I don’t really know the answer to that. I’m not particularly “liberal” which might have something to do with the fact that I’ve always wanted to have a fairly large family. However, I’m young and I’m an American and I’ve also personally been bucking the current trend of waiting until the late-20s or early-30s to have children since I was 21 years old. So I thought that maybe I should take a stab at why I feel so differently about this issue than my contemporaries seem to feel. Why was I so willing to embrace motherhood? I was married at age 20 and I got pregnant (and was more than happy to be pregnant) for the first time only a month after turning 21.
It’s a difficult, maybe even impossible, thing to quantify… I’ve always looked at future jobs/careers in the light of what I could easily manage while staying at home with my passel of kids. That’s one reason I love teaching private music lessons. It’s a good amount of money for the time spent and it can easily be scheduled either around my husband’s work or I can occupy my children with other things while I’m busy teaching. Private music lessons can also be taught at my home or at the home of my students – something I only offer if my children are welcome in the other family’s home which hasn’t been a problem so far since most families who choose lessons at their home have large families themselves. Those have all been important career considerations to me ever since I can remember.
My mom was a stay-at-home-mom and still is for my much younger siblings who are still living at home. My dad has always valued and appreciated her contribution to the family so I grew up thinking that staying at home and raising children has value. My husband agrees with me about that – his mother was also around a lot when he was young. Growing up in a church where larger families (ranging from 4-12 children in a family) were common probably didn’t hurt any either. Large families were not required or even expected in my church and it wasn’t a church that taught that birth control was evil or anything, but most families in the church viewed children as blessings and not as hardships.
Fueling the “children as a hardship” idea are the inevitable expenses of having children. I don’t deny that having children can cost a lot of money, but I’ve personally never bought into the “more is better” or even “new is better” aspects of consumerism… I’d much rather buy needed things at Salvation Army, yardsales, or Goodwill than the mall or Wal-Mart. Not feeling the need to buy many things or new things unless absolutely necessary has really cut back the cost of having children for my family!
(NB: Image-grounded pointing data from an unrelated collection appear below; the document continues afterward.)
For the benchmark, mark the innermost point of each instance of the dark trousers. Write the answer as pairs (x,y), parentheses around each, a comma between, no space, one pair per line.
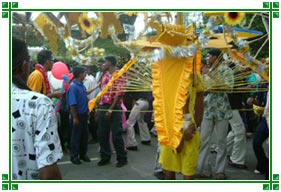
(115,126)
(65,129)
(93,126)
(260,136)
(79,136)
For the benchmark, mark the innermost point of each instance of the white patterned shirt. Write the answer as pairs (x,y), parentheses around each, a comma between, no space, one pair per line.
(216,105)
(35,139)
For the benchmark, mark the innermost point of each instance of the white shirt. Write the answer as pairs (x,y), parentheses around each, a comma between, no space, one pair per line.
(90,83)
(35,139)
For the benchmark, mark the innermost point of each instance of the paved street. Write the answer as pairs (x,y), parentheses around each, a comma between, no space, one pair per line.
(140,166)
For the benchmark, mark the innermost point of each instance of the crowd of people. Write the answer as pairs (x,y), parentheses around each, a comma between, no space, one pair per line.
(39,139)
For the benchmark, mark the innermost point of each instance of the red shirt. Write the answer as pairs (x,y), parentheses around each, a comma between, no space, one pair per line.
(116,90)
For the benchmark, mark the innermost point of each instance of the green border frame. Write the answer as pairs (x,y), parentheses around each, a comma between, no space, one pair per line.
(271,184)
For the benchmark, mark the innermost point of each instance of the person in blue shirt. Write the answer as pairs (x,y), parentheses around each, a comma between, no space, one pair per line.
(77,102)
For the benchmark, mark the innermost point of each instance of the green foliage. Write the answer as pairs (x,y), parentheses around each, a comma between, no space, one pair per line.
(110,48)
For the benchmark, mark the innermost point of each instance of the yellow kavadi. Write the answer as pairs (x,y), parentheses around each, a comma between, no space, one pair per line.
(171,79)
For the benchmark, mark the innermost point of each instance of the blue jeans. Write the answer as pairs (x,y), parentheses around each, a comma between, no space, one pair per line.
(79,136)
(115,126)
(260,136)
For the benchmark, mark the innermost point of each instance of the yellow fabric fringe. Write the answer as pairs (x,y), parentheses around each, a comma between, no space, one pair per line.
(171,79)
(92,103)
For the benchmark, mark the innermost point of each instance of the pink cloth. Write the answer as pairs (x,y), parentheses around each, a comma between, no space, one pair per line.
(114,91)
(124,120)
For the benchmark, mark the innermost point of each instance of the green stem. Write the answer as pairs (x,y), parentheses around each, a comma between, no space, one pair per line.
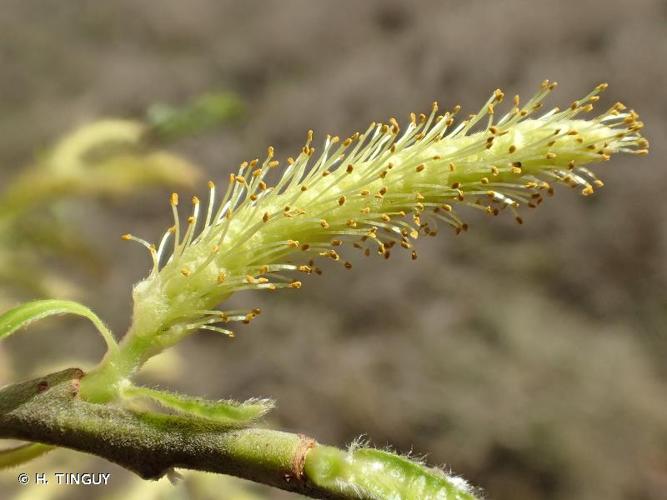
(104,383)
(48,410)
(22,454)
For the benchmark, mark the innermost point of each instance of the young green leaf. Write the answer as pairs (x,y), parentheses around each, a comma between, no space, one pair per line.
(24,314)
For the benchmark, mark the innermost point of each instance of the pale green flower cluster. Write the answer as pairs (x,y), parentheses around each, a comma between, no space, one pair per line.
(373,192)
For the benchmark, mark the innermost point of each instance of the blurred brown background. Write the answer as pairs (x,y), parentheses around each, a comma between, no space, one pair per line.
(531,360)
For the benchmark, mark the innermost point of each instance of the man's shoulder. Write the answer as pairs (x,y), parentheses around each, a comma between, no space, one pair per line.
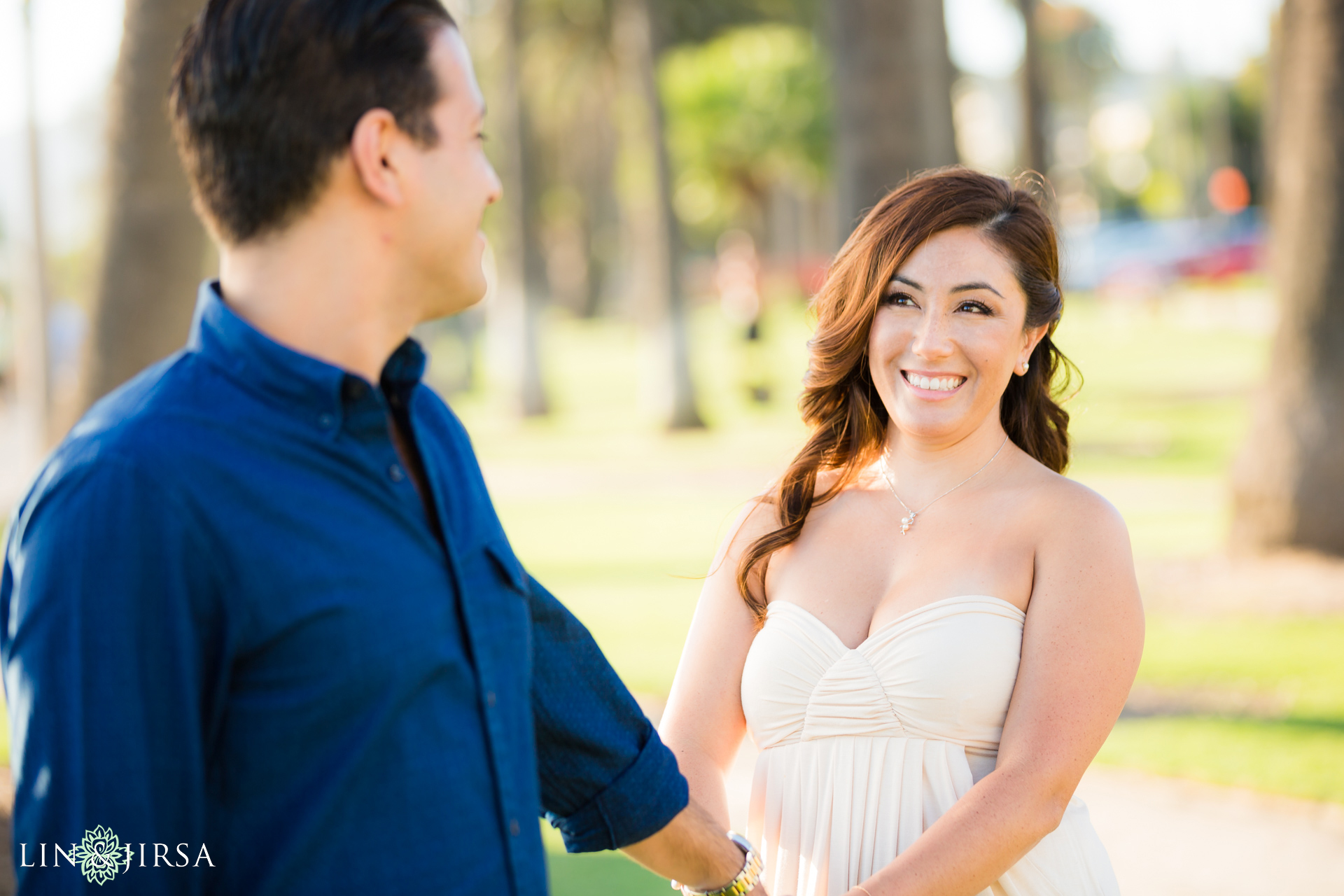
(150,426)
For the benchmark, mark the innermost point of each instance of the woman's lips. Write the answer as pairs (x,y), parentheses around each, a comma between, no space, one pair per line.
(932,383)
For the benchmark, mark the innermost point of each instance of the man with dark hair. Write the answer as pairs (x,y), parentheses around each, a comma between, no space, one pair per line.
(264,631)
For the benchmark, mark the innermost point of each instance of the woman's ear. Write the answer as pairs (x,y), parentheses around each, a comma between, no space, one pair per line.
(1030,340)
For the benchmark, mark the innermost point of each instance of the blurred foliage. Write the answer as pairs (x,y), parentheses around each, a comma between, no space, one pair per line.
(1079,52)
(1294,757)
(682,22)
(743,111)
I’m optimistic that I can continue this way of life even as my children get older because of the success that others like Amy Dacyczyn have had in passing along their frugal values to their children – even their teen children. This remains to be seen in my case, of course, but I don’ t think my children will have much of a choice in the matter regardless
Then there are the pregnancy and birth climates in the Western world! Who really wants to go through multiple c-sections when the risks increase so much with every single one? The first one isn’t so bad, but once you’ve had even 1 prior c-section, your risks in subsequent pregnancies and births go up quite a lot. Who even wants to go through multiple vaginal births with the, sometimes overpowering, fear surrounding childbirth in our society? I was very fortunate to learn about natural/home birth and to personally know so many women who were not afraid of birth (and were very open about their positive – or at least not horrible – experiences) and who gave birth at home, but most women aren’t so lucky.
Most women in our culture are literally inundated with birth horror stories from the time other women find out about their pregnancy. Unfortunately, with managed birth and lack of evidence-based care being the norm in American hospitals, women are also likely to find their birth experience to be rather more unpleasant than necessary which serves to fulfill the horror stories they heard during pregnancy. Instead of being a time for rejoicing because a child is about to be born, birth is a time for dreading what comes next.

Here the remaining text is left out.